The last time I was in London, St. Dunstan-in-the-East was in beautiful form. There was a small group of people eating lunch on the benches, a few people quietly reading and a slightly annoying pair of girls taking 100s of photos in the exact same spot in the exact same pose. Whatever floats your boat I guess!
Regardless of these people, St. Dunstan-in-the-East was peaceful and bright, with the sun shining beautifully through the glassless windows and brightening the colourful autumnal leaves.
A little history of St. Dunstan-in-the-East
St. Dunstan-in-the-East is located on St. Dunstan’s hill about halfway between the Tower of London and London Bridge. It was built in about 1100 and greatly damaged by the Great Fire in 1666. It was patched up after the fire and Sir Christopher Wren added in the tower and steeple between 1695-1701. However, unlike most churches, St.
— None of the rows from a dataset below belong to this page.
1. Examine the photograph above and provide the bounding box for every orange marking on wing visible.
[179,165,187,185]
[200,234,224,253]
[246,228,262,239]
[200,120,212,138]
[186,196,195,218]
Dunstan-in-the-East was bombed during the 1941 blitz in World War II. In 1967, it was permanently turned into a public garden.
Visiting St. Dunstan-in-the-East: Getting there and opening times
St. Dunstan-in-the-East’s address is St. Dunstans Hill EC3R 5DD.
It is accessible by the Circle and District Lines at Monument Station and is open every day, except Christmas Day, Boxing Day and New Year’s Day, from 8am to 7pm or dusk (whichever is earlier).
Who else wants to go to St. Dunstan-in-the-East?